Over email, Johnson did not say whether he sent the same solicitation to other attorneys, and insisted that it was his “wife’s project” despite the fact that neither she nor her alleged firm were ever mentioned with the original $2,000 offer.
This is not the U.S. Chamber of Commerce’s first attempt at taking down the FAIR Act or similar legislation that would curb arbitration. The organization’s website indicates pro-arbitration work dating back to 2014, with several letters to Congress opposing various forms of legislation in recent years. The U.S. Chamber of Commerce, despite its anodyne name, is a conservative nonprofit with hefty financial backing. According to its tax returns, its annual revenue in 2019 amounted to $173 million.
Forced arbitration has ballooned in the last three decades. According to Bland, in January 1999, only two of the ten largest credit card companies had forced arbitration clauses. Less than one year later, nine of them did. Arbitration clauses are in 95 percent of nursing home facility contracts, protecting firms from public lawsuits that would likely damage their reputation and lead to a larger payout for wronged residents and their families. The Employee Rights Advocacy Institute reports that 80 of the Fortune 100 companies include an arbitration clause in their employment contracts. And 52 include arbitration as a condition of employment, leaving applicants no choice but to sign their judicial rights away to private handling.
Arbitration is coordinated through third-party businesses devoted to providing arbitrators to settle the disputes privately.

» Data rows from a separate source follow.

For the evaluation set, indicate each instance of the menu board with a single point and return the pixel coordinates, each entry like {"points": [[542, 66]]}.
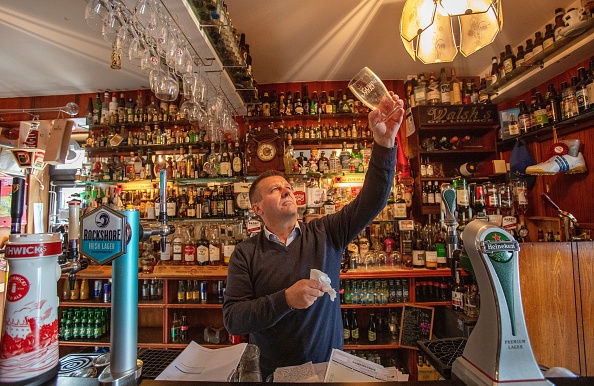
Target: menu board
{"points": [[416, 324]]}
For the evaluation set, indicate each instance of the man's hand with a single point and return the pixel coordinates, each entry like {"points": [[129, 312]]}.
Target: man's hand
{"points": [[384, 133], [303, 293]]}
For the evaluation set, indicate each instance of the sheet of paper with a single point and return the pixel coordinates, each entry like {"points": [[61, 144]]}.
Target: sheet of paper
{"points": [[302, 373], [345, 367], [197, 363]]}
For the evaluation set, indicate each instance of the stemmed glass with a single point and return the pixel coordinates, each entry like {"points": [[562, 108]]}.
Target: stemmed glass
{"points": [[370, 90]]}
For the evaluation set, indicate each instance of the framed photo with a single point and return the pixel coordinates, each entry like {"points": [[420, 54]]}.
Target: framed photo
{"points": [[504, 118]]}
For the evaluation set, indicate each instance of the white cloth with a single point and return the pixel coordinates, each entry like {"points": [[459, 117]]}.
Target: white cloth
{"points": [[316, 274]]}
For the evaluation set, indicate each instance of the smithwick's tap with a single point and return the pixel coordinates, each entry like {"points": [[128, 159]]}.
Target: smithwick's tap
{"points": [[570, 223], [163, 229], [448, 198], [74, 263]]}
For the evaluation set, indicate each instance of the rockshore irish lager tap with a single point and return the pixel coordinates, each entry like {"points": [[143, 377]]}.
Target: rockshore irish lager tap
{"points": [[29, 343]]}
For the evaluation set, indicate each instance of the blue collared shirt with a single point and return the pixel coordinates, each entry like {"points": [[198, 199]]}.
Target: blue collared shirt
{"points": [[292, 236]]}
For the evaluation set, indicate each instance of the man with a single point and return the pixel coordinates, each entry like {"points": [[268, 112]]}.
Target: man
{"points": [[269, 294]]}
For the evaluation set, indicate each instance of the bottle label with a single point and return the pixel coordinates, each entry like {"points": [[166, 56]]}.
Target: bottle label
{"points": [[457, 300], [214, 252], [189, 253], [202, 254]]}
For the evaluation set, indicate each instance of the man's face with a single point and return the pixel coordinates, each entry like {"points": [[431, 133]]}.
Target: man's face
{"points": [[277, 201]]}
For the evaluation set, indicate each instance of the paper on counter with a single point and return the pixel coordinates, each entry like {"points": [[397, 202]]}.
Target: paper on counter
{"points": [[345, 367], [197, 363], [316, 274], [304, 373]]}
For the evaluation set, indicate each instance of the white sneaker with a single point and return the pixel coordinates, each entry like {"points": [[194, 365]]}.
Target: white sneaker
{"points": [[559, 163]]}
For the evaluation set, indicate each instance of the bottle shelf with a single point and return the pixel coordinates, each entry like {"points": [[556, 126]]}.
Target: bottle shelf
{"points": [[563, 127], [305, 117], [396, 273], [564, 54]]}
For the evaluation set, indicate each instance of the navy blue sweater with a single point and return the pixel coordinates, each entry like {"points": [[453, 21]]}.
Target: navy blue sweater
{"points": [[260, 270]]}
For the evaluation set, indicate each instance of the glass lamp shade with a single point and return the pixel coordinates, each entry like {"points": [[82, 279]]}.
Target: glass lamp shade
{"points": [[478, 30], [436, 44], [417, 15], [461, 7]]}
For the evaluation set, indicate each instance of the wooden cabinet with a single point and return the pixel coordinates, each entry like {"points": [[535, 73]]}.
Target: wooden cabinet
{"points": [[556, 283], [469, 135]]}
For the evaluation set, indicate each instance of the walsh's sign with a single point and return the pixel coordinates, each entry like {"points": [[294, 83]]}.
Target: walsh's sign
{"points": [[455, 114]]}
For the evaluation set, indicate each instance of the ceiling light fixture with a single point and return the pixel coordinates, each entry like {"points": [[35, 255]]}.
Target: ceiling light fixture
{"points": [[435, 30]]}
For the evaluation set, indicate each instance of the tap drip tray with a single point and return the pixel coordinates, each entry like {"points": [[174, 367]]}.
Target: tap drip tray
{"points": [[80, 364], [156, 360], [442, 353]]}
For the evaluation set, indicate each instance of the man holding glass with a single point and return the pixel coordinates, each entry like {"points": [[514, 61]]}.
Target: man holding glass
{"points": [[269, 294]]}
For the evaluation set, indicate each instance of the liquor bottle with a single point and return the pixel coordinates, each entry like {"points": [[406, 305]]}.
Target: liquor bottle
{"points": [[581, 91], [541, 117], [305, 101], [175, 329], [97, 109], [228, 245], [202, 248], [455, 91], [329, 207], [590, 85], [553, 105], [354, 322], [189, 257], [509, 61], [346, 326], [184, 329], [165, 255], [177, 246], [430, 249], [444, 88], [520, 56], [549, 38], [400, 210], [494, 69], [372, 331], [458, 294], [528, 53], [298, 105], [420, 90], [514, 128], [418, 251], [524, 121], [105, 109], [537, 49], [433, 91], [237, 161], [345, 157], [171, 204], [214, 247], [462, 194], [225, 163]]}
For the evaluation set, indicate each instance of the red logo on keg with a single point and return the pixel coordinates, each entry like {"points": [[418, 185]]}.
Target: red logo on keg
{"points": [[18, 287]]}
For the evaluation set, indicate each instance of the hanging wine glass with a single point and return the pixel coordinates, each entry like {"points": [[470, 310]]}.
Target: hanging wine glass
{"points": [[96, 12]]}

These arbitrators are often former corporate defense attorneys. There is a significant incentive for these arbitration firms to side with the corporations, as they have a higher chance of being hired again in the event of another arbitration case.
The arbitration business is booming: the American Arbitration Association raked in $117 million 2019, according to its tax filings. And according to Bland, the arbitrators receive very high fees for their work, typically averaging around $500 to $600 an hour.
Republican and Democratic voters alike overwhelmingly support ending forced arbitration. According to a survey conducted by Hart Research, a public opinion research group, 83 percent of Democrats and 87 percent of Republicans support eliminating forced arbitration. Yet even though an overwhelming majority of Republican voters want to end arbitration, their representatives in Congress still side with corporations. Although there are 39 co-sponsors, no Senate Republicans have sponsored the bill, making passage unlikely without changes to the filibuster rule. Nevertheless, corporate lobbyists continue to find new innovations to ensure that access to justice for wronged consumers and employees remains closed.
“The arbitration system is overwhelmingly rigged against individual human beings in favor of corporations,” said Bland. “Nearly every Republican has said they’re on the side of the big corporate donors, and what they’re counting on is that their voters will never learn about it.”